Conclusion
Most patients with CRPS I reported minor trauma prior to the development of symptoms, such as a sprain, fracture, fall, crush injury, burn, or soft tissue injury.2 The pathogenesis of CRPS is not understood. However, evidence now emerging from many different fields suggests a multifactorial disorder triggered by an initial, sometimes relatively minor injury. There is then an aberrant response by the body with exaggerated immune response, maladaptive neuroplasticity, and abnormal vasomotor function within the tissues of the affected limb.5 The International Association for the Study of Pain (IASP) has endorsed the Budapest criteria for the diagnosis of CRPS. CRPS I is not associated with an identifiable nerve injury, whereas CRPS II is associated with a nerve injury.5Physical and occupational therapy is a critical component of the rehabilitation process in patients with CRPS and is recommended as the first-line treatment.3 Historically, Sympathectomy has been used to treat CRPS. This can now be performed using radiofrequency, chemicals, and surgery.7,8 Sympathectomy has a significant complication rate, including local anhydrosis and Horner’s syndrome.5 Ackerman showed that stellate ganglion blockade is effective for pain management in CRPS.9
A randomized study involving 24 patients with CRPS, SCS plus physical therapy (PT) reduced pain and improved health-related quality of life more than PT alone for up to two years.10 The potential that combination therapy with t-SCS and DRG-S may be beneficial in patients with severe and refractory CRPS.11,12 Data from the ACCURATE study suggests that DRGS could be used in patients suffering from chronic intractable pain conditions that are refractory to t-SCS.13
Unilateral epidural stimulation is an effective type of SCS in the treatment of pain syndromes. It may make sense for some patients to have neuromodulation instead of DREZ ablation. In our opinion, ablation is preferable for patients with a relatively poor prognosis of survival for palliative purposes. In other cases, we consider neuromodulation primarily. The possibility of conducting a minimally invasive stimulation trial, the reversibility of the technique, and the ability to control the stimulation process, in our opinion, is an advantage over destructive interventions.

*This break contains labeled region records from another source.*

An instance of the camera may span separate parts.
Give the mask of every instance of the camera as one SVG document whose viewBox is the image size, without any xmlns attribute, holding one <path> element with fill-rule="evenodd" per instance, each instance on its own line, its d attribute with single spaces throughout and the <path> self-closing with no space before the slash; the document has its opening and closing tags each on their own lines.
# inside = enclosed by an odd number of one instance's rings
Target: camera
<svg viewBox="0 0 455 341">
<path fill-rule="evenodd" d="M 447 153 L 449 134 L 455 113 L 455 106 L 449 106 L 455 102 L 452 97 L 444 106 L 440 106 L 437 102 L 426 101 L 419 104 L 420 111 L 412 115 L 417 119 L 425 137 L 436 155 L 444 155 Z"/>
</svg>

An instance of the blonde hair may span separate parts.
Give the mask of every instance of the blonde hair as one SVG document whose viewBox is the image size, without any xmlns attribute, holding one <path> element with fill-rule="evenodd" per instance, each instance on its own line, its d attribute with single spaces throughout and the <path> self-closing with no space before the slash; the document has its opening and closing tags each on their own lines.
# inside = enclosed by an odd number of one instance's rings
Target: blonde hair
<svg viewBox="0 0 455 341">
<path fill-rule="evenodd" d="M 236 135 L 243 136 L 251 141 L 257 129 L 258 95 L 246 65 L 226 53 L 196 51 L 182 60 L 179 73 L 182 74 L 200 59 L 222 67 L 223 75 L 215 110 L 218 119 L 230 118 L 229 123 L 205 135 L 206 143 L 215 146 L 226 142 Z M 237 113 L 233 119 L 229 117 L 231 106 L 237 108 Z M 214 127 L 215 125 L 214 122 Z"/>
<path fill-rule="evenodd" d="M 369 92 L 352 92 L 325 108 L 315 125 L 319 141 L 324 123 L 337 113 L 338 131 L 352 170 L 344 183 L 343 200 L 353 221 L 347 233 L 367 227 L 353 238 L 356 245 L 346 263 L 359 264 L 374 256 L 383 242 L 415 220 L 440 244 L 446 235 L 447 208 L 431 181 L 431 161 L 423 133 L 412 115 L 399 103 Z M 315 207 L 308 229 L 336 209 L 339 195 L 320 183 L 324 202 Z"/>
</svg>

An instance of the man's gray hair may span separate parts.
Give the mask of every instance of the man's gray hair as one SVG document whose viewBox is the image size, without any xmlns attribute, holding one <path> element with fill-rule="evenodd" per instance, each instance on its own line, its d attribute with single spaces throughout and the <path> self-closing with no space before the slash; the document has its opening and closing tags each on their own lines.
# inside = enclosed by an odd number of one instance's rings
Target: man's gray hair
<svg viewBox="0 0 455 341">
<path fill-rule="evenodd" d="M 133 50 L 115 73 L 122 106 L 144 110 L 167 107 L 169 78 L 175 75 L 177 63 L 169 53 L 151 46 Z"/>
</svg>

Our clinical case confirms the possibility of using unilateral epidural stimulation with “adaptive stim” regimen to treat complex pain syndromes such as CRPS. Cases of migration of epidural leads have been reported in the literature, but improvements in implantation techniques have minimized this risk.14The preoperative selection plays a crucial role in good results. If SCS effects do slowly diminish over time, DRG stimulation seems to be a treatment alternative.15 For patients who seem resistant to all other forms of therapy, some doctors argue that there is a case for amputation of the affected limb.5 In our opinion, limb amputation does not apply to patients with CRPS since the rapidly developing technique of neuromodulation opens up new possibilities in the treatment of pain syndromes.